Repairs to Chernobyl’s electrical system, damaged during a March 9 Russian attack, are underway, the International Atomic Energy Agency said on Saturday, as the nuclear power plant now relies on external diesel generators to keep its reactors running.
Alexei Likhachev, director general of Russia’s nuclear agency Rosatom, told the International Atomic Energy Agency that the additional fuel arrived on March 11.
Energoatom, operator of Ukraine’s nuclear power plant, told the International Atomic Energy Agency that 211 Chernobyl personnel and guards “remain unable to rotate, and in fact live there since the day before Russian forces took control.”
“[IAEA] “Director General Grossi has repeatedly stressed the urgent need to ensure that they rest and rotate properly, saying that this is also a vital component of a safe and secure nuclear energy operation,” the agency said in a statement.
Regarding the situation at the Zaporizhzhya Nuclear Power Plant (NPP), Ukraine said that the site was still under Russian control and that Moscow planned to have full and permanent control.
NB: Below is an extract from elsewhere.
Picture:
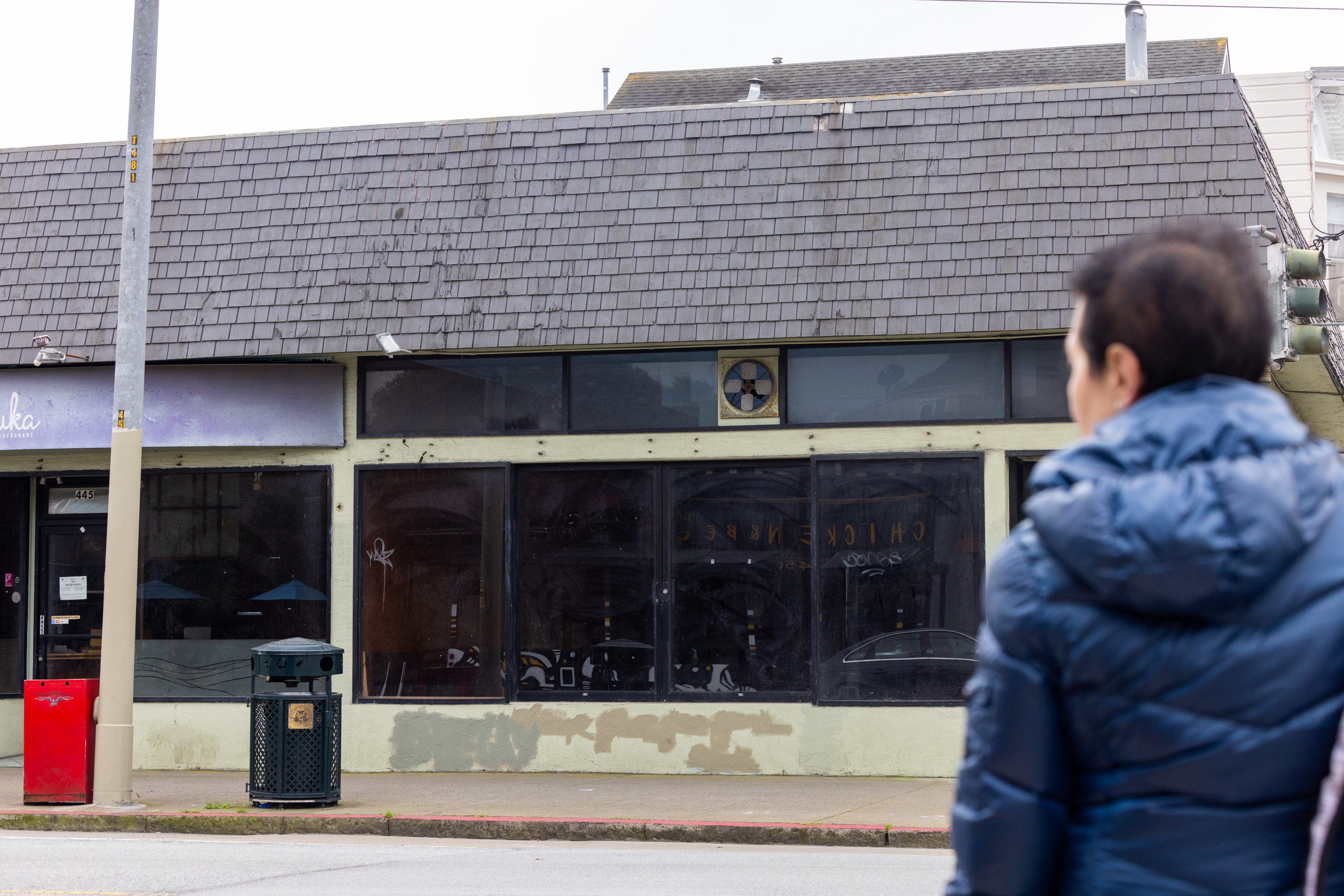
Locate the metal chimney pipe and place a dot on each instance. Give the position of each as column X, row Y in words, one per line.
column 1136, row 42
It also said 400 Russian soldiers were “full-time” at the site.
Russia said the experts were at the Zaporizhia plant, but denied that it had “taken operational control” or that it had plans to take on permanent management of the site, according to the International Atomic Energy Agency.
The International Atomic Energy Agency said the power supply for this plant remained unchanged, despite damage to two of its four power lines.
The IAEA added that eight of Ukraine’s 15 reactors are still operating, “including two at Zaporizhzhya NPP, three in Rivne, one in Khmelnytskyy, and two in southern Ukraine” and that “radiation levels remain normal.”